What followed were a set of questions that I made the best of.
"It's about the Lord, you believe in the Lord don't you?" (archaic designation of aristocratic power and compound titles of others in authority. Relevant currently? No.)
Then there was some Jesus, my eyes were glazing over, I was sitting on my expressive fingertips.
"Don't you believe in evil spirits?" No, I don't believe in evil at all.
"What about Satan?" Oh my God, kill me now.

"BRB, I have to go make some coffee." when I returned she had signed off with "Have to go to bed, luv U guys!"

"The bible isn't relevant to any of my spiritual beliefs" slipped out there somewhere, trying to be polite and yet stand true as who I am. I probably shouldn't have typed that. If I had been talking with Louie I could have added "with all due respect" which is code for "We're not going to argue about this, I love you the whole time our belief systems don't match."

Usually I avoid conversations where it's my turn to delineate my exact spiritual beliefs, and not only with christians. Someone was going on about a "binding spell" as though I were well acquainted with that the other night. Maybe it's the giant Pentacle tattooed on my arm? I have a friend who is a Pagan who shares all sorts of stories about rituals and rites, and plenty of people who assign me to the "Wiccan" team by default. The truth is, I am none of those things, I don't belong to any organized religion or philosophy. I make stuff up as I go along, and have a super-charged connection with the Universe, the Creative Force, whatever you want to call it. I'm not an... anything. I've been put through all of catechism and confirmed, but that didn't stick either.

When I arrived at AA there were two things on the lists of steps and traditions that allowed me to return and find my own version of salvation from myself: The term "God, as we understood him." and "The only requirement for membership is a desire to stop drinking." That wiggle room that allowed me to understand the Universe in precisely the way I do is what kept me
from fleeing AA like any other religion. I'll use the word God sometimes, it's such a common reference point, but I'm careful with that lest someone think I mean a sentient being up in a heaven somewhere with petty human emotions like anger or jealousy, love or displeasure and a huge red rubber stamp that marks things as:

It's such a labyrinth of social interaction, this God thing, if you're not sitting in a building with a bunch of other people who believe the same things or use the same reference books. My experience of Spirit can be as subtle as the touch of one blade of grass, or as profound as words I hear in my Grandmother's voice. I've come to the conclusion that if you think you can adequately explain it then it's probably not God, and that there is no religion that comes anywhere near comprehending the infinite.

If I am still, it will fill me, or whisper to me, or show me pictures that I see with my eyes that are not eyes.
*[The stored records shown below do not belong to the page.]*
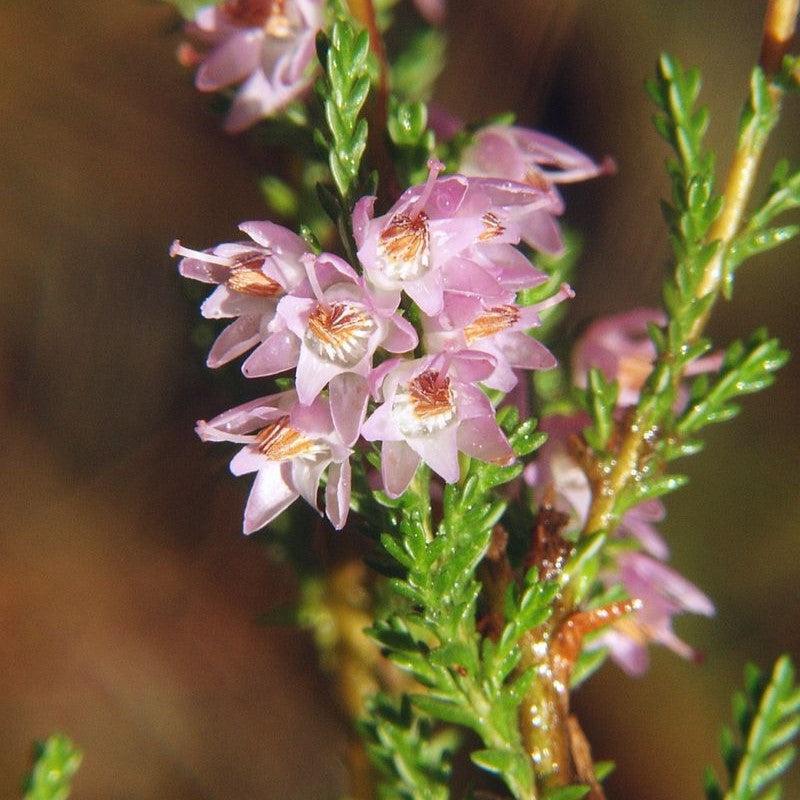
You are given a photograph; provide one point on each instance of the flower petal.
(236, 339)
(278, 353)
(525, 352)
(231, 61)
(439, 451)
(348, 397)
(381, 426)
(269, 496)
(401, 335)
(337, 494)
(398, 465)
(481, 438)
(313, 374)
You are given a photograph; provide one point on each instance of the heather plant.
(398, 322)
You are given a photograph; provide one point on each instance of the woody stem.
(779, 29)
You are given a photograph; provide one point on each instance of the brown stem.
(779, 29)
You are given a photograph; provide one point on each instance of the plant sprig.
(767, 720)
(56, 761)
(470, 681)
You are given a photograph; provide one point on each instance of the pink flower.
(427, 243)
(330, 328)
(431, 410)
(251, 277)
(662, 594)
(620, 346)
(659, 591)
(289, 446)
(498, 330)
(535, 159)
(556, 474)
(264, 46)
(432, 10)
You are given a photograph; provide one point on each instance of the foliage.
(470, 681)
(56, 760)
(767, 719)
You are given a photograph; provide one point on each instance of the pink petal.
(525, 352)
(426, 292)
(348, 397)
(278, 353)
(493, 153)
(631, 656)
(306, 476)
(253, 414)
(401, 335)
(540, 230)
(231, 61)
(363, 212)
(398, 465)
(381, 426)
(313, 374)
(235, 340)
(337, 494)
(293, 311)
(471, 366)
(275, 238)
(247, 460)
(439, 451)
(481, 438)
(472, 402)
(512, 268)
(466, 277)
(223, 303)
(269, 496)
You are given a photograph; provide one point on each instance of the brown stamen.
(430, 394)
(249, 13)
(405, 240)
(339, 325)
(278, 441)
(494, 320)
(246, 277)
(492, 227)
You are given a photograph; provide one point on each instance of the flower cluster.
(263, 48)
(444, 255)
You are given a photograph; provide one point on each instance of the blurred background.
(129, 598)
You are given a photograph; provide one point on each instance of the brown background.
(128, 597)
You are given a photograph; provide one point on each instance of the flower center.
(246, 277)
(537, 179)
(404, 246)
(425, 405)
(279, 441)
(632, 372)
(492, 228)
(494, 320)
(271, 15)
(340, 331)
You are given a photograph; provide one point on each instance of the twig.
(779, 28)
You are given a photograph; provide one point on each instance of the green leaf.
(567, 793)
(445, 710)
(417, 67)
(768, 720)
(747, 368)
(601, 400)
(56, 762)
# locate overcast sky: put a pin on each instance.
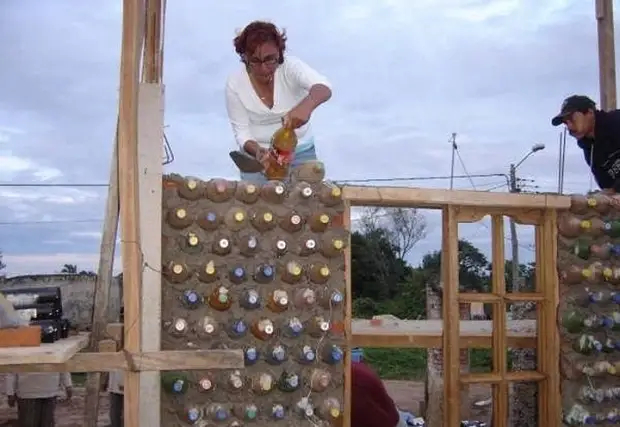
(406, 74)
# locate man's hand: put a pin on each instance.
(298, 116)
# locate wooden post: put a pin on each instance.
(132, 38)
(606, 54)
(102, 288)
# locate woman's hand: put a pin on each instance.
(298, 116)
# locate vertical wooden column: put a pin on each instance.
(451, 318)
(132, 38)
(500, 344)
(346, 415)
(150, 137)
(548, 350)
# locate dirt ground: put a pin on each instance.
(406, 395)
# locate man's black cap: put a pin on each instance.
(571, 105)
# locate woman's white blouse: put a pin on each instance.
(252, 120)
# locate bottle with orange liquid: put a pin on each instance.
(281, 153)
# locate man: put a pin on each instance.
(35, 395)
(598, 135)
(371, 405)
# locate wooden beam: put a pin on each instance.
(132, 40)
(402, 197)
(139, 362)
(606, 54)
(102, 287)
(150, 137)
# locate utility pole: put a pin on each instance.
(514, 240)
(454, 148)
(606, 53)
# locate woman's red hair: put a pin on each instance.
(257, 33)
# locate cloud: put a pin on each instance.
(405, 74)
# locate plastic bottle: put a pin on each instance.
(236, 218)
(262, 383)
(220, 190)
(264, 273)
(319, 222)
(263, 220)
(237, 274)
(276, 354)
(308, 246)
(306, 354)
(248, 244)
(278, 301)
(293, 272)
(332, 246)
(174, 382)
(250, 299)
(247, 192)
(176, 272)
(191, 299)
(220, 298)
(330, 194)
(292, 222)
(191, 188)
(320, 379)
(208, 272)
(289, 382)
(281, 153)
(319, 273)
(235, 381)
(329, 409)
(207, 327)
(304, 298)
(179, 218)
(209, 220)
(263, 329)
(178, 326)
(317, 327)
(222, 245)
(191, 243)
(274, 192)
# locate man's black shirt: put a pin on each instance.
(602, 152)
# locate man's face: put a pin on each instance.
(580, 124)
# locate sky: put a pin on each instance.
(405, 74)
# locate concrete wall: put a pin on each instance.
(77, 294)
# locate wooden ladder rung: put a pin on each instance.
(497, 378)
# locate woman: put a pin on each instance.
(271, 90)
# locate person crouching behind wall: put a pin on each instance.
(35, 395)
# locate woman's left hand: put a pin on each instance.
(297, 117)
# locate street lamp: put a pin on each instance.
(513, 227)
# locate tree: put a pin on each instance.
(69, 269)
(473, 267)
(404, 228)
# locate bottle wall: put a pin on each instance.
(259, 269)
(589, 315)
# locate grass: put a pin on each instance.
(410, 364)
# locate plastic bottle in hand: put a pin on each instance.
(281, 153)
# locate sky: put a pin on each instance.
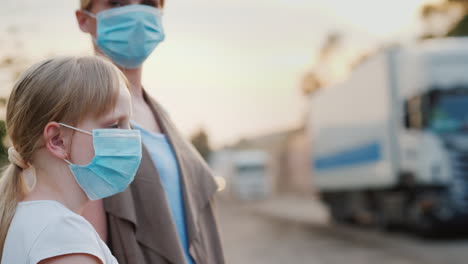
(233, 67)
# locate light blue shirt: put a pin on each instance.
(165, 161)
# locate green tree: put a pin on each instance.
(452, 13)
(201, 142)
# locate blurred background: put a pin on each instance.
(337, 130)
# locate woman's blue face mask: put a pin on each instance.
(128, 34)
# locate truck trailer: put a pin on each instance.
(390, 142)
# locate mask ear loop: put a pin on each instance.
(89, 13)
(77, 129)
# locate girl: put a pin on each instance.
(68, 121)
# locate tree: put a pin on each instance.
(201, 142)
(446, 18)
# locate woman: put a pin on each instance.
(58, 164)
(166, 216)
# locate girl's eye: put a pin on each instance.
(116, 3)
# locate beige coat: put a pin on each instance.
(141, 230)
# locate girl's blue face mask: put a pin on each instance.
(116, 161)
(128, 34)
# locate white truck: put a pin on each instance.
(390, 143)
(246, 173)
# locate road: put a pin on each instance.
(249, 237)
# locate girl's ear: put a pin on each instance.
(54, 139)
(84, 21)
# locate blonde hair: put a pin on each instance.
(65, 89)
(86, 4)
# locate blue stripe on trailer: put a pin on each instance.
(363, 154)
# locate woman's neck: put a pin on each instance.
(134, 78)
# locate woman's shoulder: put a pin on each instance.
(44, 229)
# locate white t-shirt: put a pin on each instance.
(45, 229)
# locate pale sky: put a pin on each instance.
(231, 66)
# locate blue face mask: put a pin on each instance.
(116, 161)
(128, 35)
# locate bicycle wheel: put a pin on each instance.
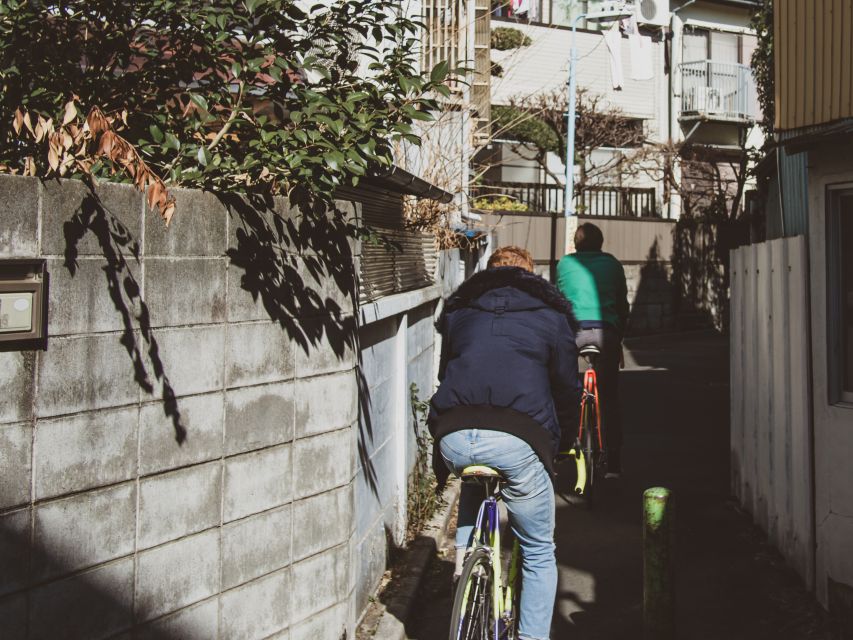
(472, 617)
(589, 456)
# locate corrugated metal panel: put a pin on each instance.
(793, 180)
(771, 448)
(404, 259)
(814, 62)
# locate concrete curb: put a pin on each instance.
(392, 624)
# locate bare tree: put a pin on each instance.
(535, 127)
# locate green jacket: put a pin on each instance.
(594, 282)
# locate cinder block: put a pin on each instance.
(322, 522)
(14, 551)
(330, 348)
(331, 623)
(81, 302)
(258, 353)
(370, 561)
(322, 463)
(326, 403)
(191, 359)
(177, 574)
(66, 450)
(73, 221)
(84, 530)
(89, 372)
(322, 582)
(329, 283)
(198, 227)
(257, 481)
(179, 503)
(257, 417)
(19, 223)
(201, 419)
(185, 291)
(255, 546)
(420, 333)
(94, 604)
(15, 463)
(379, 350)
(16, 380)
(199, 622)
(256, 609)
(13, 613)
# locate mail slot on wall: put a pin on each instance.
(23, 303)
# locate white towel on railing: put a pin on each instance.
(641, 53)
(613, 40)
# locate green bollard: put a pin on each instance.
(658, 583)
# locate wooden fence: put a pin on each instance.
(771, 431)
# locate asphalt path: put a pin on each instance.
(729, 583)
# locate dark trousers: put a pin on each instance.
(607, 373)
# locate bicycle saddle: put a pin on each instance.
(590, 350)
(477, 472)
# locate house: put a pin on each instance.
(792, 311)
(670, 141)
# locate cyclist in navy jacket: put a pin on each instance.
(509, 387)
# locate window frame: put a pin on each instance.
(837, 394)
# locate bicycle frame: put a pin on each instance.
(487, 534)
(590, 396)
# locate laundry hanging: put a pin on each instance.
(641, 52)
(613, 40)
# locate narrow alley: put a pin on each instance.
(729, 582)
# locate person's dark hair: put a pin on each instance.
(588, 237)
(511, 257)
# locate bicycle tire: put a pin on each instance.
(588, 447)
(472, 617)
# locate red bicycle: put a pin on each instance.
(588, 450)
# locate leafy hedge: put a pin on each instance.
(506, 38)
(233, 96)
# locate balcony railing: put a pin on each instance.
(718, 90)
(542, 199)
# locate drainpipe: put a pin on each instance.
(671, 96)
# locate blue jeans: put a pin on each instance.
(529, 498)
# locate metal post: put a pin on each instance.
(658, 583)
(569, 193)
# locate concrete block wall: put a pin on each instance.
(180, 461)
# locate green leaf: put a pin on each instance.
(203, 156)
(172, 142)
(156, 133)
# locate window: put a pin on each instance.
(839, 285)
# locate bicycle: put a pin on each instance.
(486, 604)
(588, 450)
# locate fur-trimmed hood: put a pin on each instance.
(539, 293)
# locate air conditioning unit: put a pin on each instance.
(651, 12)
(654, 12)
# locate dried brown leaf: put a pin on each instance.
(19, 121)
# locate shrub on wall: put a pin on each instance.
(506, 38)
(255, 96)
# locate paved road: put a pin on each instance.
(730, 584)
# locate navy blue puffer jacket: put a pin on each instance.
(508, 362)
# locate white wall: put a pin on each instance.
(543, 66)
(833, 424)
(771, 433)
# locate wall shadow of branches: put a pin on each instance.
(299, 263)
(115, 241)
(700, 262)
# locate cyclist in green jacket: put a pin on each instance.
(594, 282)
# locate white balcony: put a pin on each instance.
(722, 91)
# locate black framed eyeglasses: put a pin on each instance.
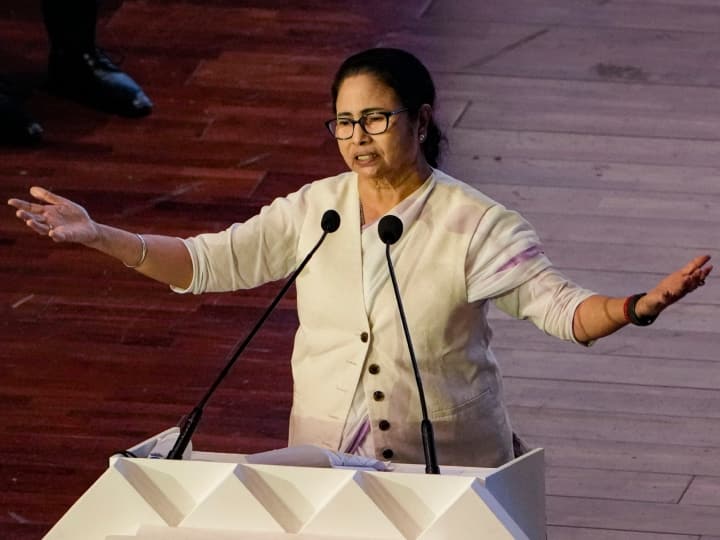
(372, 123)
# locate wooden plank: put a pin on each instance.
(583, 147)
(633, 516)
(669, 456)
(580, 366)
(611, 397)
(631, 14)
(623, 427)
(603, 108)
(615, 485)
(596, 174)
(579, 533)
(578, 53)
(529, 199)
(703, 491)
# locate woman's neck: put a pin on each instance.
(380, 195)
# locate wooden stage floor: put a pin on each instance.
(597, 119)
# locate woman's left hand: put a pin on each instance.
(675, 286)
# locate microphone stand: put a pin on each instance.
(330, 223)
(426, 429)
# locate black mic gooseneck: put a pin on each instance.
(330, 223)
(390, 231)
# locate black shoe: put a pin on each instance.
(16, 125)
(93, 79)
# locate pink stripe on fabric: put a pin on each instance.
(529, 253)
(359, 437)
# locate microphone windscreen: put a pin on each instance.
(390, 229)
(330, 221)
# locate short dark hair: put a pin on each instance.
(409, 79)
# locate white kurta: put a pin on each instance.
(458, 249)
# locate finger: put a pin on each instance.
(47, 196)
(40, 228)
(694, 264)
(19, 204)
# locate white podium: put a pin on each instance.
(221, 496)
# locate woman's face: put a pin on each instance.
(391, 155)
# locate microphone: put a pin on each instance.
(330, 223)
(390, 231)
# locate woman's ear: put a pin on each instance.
(424, 118)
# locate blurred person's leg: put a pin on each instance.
(16, 125)
(79, 70)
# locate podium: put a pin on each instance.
(222, 496)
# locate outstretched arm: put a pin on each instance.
(162, 258)
(600, 316)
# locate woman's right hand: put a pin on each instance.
(57, 217)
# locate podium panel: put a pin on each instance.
(222, 496)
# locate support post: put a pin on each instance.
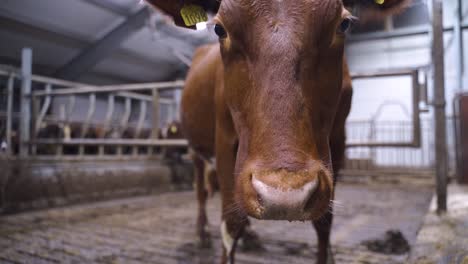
(155, 131)
(439, 105)
(11, 81)
(459, 52)
(25, 123)
(155, 121)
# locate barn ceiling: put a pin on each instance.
(96, 41)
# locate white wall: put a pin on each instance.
(402, 52)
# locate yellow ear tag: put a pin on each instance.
(193, 14)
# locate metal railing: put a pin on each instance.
(370, 145)
(42, 128)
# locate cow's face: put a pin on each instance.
(283, 75)
(283, 66)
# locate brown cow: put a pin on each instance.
(269, 102)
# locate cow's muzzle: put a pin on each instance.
(293, 196)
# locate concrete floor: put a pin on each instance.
(444, 237)
(160, 229)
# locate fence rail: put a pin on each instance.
(115, 123)
(52, 117)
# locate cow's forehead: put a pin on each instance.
(303, 15)
(255, 8)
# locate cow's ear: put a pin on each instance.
(376, 9)
(186, 13)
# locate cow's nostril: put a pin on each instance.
(284, 197)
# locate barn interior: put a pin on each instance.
(95, 167)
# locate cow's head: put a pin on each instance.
(283, 67)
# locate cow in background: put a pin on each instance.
(269, 102)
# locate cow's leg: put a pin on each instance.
(250, 241)
(323, 228)
(203, 235)
(233, 219)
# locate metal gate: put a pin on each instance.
(41, 119)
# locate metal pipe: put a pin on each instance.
(416, 119)
(116, 88)
(456, 109)
(385, 73)
(398, 33)
(439, 105)
(45, 107)
(113, 142)
(89, 116)
(25, 123)
(11, 81)
(156, 109)
(459, 53)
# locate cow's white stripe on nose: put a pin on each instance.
(287, 198)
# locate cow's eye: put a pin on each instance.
(345, 25)
(220, 31)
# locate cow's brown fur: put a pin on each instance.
(269, 102)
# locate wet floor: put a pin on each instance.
(161, 229)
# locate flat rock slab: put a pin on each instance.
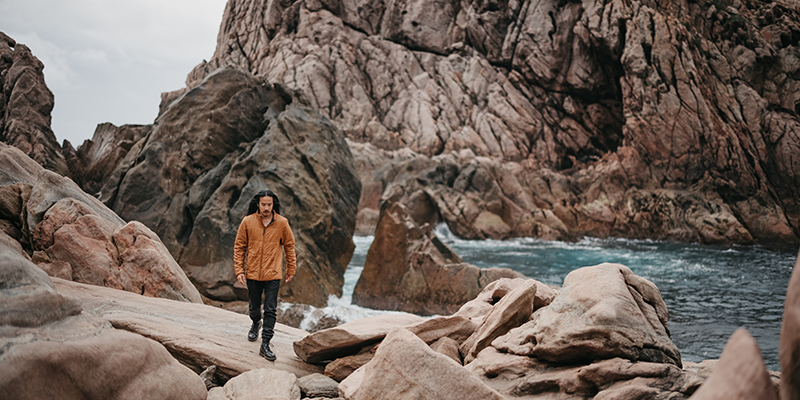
(197, 335)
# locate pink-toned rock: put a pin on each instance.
(454, 327)
(604, 311)
(74, 236)
(259, 383)
(347, 339)
(740, 373)
(190, 178)
(522, 376)
(789, 346)
(409, 269)
(405, 367)
(112, 364)
(318, 385)
(511, 311)
(483, 304)
(27, 295)
(342, 367)
(100, 252)
(197, 335)
(25, 106)
(544, 159)
(96, 160)
(448, 347)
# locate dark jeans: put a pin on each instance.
(269, 289)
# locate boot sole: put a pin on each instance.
(256, 337)
(262, 354)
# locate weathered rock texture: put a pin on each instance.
(196, 335)
(191, 177)
(96, 159)
(789, 346)
(72, 235)
(672, 120)
(601, 312)
(606, 344)
(740, 374)
(409, 269)
(25, 106)
(53, 347)
(402, 368)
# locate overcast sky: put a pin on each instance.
(109, 61)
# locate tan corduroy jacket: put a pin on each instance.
(263, 248)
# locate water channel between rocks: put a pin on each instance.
(710, 291)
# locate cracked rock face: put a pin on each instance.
(25, 106)
(191, 177)
(674, 121)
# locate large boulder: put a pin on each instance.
(258, 384)
(111, 364)
(526, 377)
(72, 235)
(601, 312)
(28, 296)
(740, 374)
(191, 179)
(402, 368)
(513, 310)
(789, 346)
(349, 338)
(51, 349)
(196, 335)
(96, 159)
(25, 106)
(408, 268)
(642, 119)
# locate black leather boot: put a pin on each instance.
(266, 352)
(253, 334)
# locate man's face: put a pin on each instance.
(265, 206)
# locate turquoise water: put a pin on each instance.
(710, 291)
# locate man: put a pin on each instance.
(263, 236)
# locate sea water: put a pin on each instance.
(710, 291)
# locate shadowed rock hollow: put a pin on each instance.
(192, 176)
(671, 121)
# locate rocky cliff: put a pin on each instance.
(25, 106)
(555, 119)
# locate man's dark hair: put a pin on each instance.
(253, 207)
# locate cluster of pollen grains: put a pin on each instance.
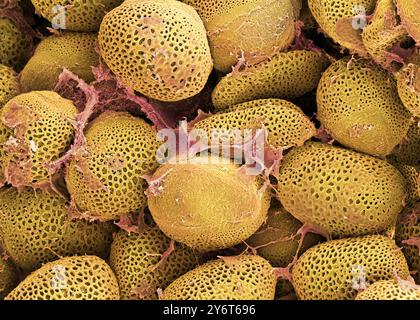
(405, 231)
(215, 207)
(249, 29)
(278, 77)
(14, 44)
(408, 80)
(343, 192)
(70, 278)
(389, 290)
(285, 123)
(75, 15)
(73, 51)
(39, 126)
(9, 85)
(238, 278)
(135, 260)
(158, 48)
(35, 229)
(359, 104)
(337, 269)
(106, 181)
(343, 20)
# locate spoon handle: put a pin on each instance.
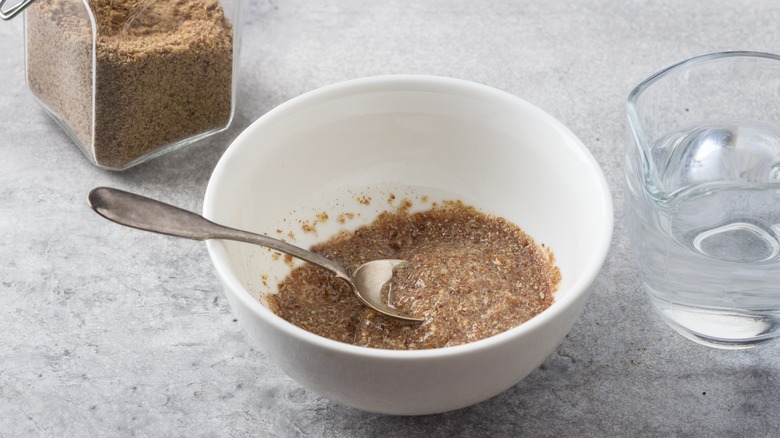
(147, 214)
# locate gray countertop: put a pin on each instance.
(107, 331)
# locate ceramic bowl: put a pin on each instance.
(352, 150)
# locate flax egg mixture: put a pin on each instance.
(470, 275)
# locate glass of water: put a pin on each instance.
(703, 196)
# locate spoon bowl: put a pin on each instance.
(147, 214)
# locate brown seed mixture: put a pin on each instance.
(163, 72)
(469, 275)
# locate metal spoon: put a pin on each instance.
(147, 214)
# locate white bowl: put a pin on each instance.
(422, 138)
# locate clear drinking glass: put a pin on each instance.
(703, 195)
(129, 80)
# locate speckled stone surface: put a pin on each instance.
(107, 331)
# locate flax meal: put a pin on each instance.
(163, 72)
(469, 275)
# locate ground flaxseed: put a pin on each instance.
(163, 72)
(469, 275)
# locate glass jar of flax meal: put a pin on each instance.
(129, 80)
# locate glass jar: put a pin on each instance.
(129, 80)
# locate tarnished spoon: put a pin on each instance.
(147, 214)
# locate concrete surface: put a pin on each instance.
(106, 331)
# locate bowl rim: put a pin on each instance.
(410, 82)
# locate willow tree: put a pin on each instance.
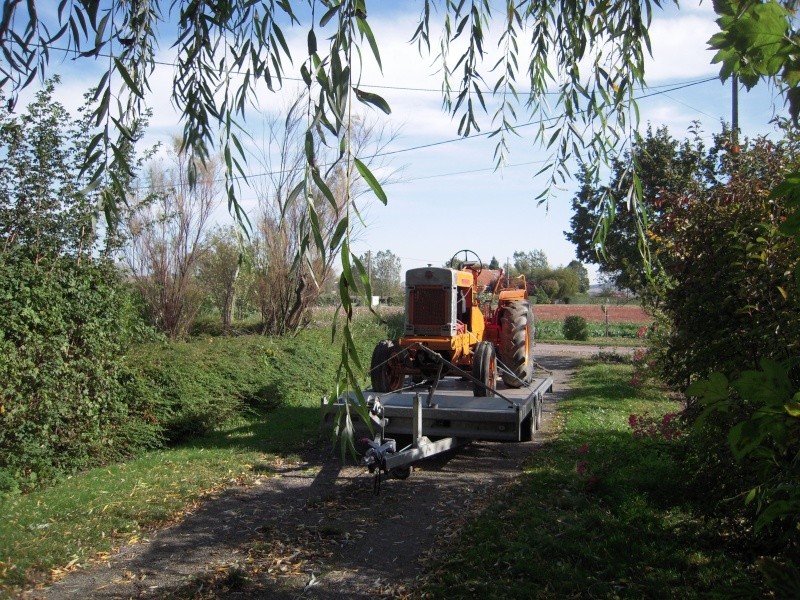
(590, 53)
If I act from service or compassion I sometimes have the feeling that there is something using me as a vessel, a tool, a human hand. Beyond that, I have no real explanation for my perception of the Creative Web that encompasses all things. I have a certainty that I'm the type of person who others like to set on fire, tied to a stake.

I took a quiz once, and I've linked the site here. I took it just in case I was aligned with some religion and didn't know it.
I got a 100% match with both Reformed Judaism and Universalist Unitarian (Or something like that.) I know nothing of either religion, but apparently I could talk about God with anyone from these two faiths and our belief systems would not clash.

I would love to see Kentucky's beautiful landscape, and yet I feel terrified to ever make a pilgrimage there; the Sis says she needs to explain it to me in person.

There're plenty of firewood and stakes available if I don't get a good grade in bible school.